20/ Composition according to Claim 19, characterized in that it is pharmaceutical and in that the concentration of compound(s) according to one of Claims 1 to 15 is between 0.001% and 10% by weight relative to the total weight of the composition.

21/ Composition according to Claim 20, characterized in that the concentration of compound(s) according to one of Claims 1 to 15 is between 0.01% and 1% by weight relative to the total weight of the composition.

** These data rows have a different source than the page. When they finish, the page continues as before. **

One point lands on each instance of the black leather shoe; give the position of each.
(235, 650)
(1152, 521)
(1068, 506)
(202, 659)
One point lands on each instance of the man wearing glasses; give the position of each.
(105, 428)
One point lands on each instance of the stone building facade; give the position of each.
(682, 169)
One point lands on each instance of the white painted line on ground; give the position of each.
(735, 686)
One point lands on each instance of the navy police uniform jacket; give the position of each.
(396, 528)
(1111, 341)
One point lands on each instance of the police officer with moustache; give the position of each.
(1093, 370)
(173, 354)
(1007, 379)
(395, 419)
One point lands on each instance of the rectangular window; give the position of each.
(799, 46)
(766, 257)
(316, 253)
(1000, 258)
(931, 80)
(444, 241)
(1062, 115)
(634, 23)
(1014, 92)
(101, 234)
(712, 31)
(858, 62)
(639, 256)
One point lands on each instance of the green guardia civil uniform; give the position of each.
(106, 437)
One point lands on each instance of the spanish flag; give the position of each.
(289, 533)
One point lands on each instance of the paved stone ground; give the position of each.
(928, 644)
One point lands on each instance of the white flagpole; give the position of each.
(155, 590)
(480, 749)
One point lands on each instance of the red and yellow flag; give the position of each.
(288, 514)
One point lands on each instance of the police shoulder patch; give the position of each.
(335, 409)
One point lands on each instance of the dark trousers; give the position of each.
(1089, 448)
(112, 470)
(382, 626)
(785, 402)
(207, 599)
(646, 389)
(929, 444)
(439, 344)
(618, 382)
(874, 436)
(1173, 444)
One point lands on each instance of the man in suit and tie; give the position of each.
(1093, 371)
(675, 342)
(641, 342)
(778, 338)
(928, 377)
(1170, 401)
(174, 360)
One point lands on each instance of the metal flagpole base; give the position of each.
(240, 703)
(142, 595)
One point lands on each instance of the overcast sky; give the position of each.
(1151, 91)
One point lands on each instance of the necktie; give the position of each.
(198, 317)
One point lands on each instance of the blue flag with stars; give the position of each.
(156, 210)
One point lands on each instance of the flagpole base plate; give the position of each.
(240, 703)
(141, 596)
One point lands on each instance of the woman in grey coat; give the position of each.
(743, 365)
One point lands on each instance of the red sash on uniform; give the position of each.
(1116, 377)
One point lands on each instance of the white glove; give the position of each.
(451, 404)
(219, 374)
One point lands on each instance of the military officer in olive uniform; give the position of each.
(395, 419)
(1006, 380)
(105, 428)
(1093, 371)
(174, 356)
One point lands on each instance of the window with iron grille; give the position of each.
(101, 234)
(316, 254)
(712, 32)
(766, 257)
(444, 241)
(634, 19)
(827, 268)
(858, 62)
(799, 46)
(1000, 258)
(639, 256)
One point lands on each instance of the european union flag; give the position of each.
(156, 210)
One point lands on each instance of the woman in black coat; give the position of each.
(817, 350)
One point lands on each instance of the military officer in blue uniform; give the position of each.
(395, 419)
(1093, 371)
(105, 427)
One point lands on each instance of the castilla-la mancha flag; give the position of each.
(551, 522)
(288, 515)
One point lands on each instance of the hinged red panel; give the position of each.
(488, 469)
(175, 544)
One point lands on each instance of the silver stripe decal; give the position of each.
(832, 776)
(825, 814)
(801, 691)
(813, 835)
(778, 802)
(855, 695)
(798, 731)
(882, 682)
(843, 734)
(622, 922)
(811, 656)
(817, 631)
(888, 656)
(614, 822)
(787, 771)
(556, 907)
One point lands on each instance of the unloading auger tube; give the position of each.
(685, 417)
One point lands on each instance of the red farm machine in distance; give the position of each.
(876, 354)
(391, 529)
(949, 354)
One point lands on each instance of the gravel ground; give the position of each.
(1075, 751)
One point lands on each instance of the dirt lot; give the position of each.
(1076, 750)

22/ Composition according to Claim 19, characterized in that it is cosmetic and comprises, in a physiologically acceptable support, at least one compound as defined in any one of Claims 1 to 15 in an amount of between 0.001% and 3% by weight relative to the total weight of the composition.

23/ Cosmetic use of a composition as defined in Claim 22 for body or hair hygiene.

24/ Cosmetic process for enhancing the skin, characterized in that a composition comprising at least one compound of formula (I) as defined in any one of Claims 1 to 15 is applied to the skin.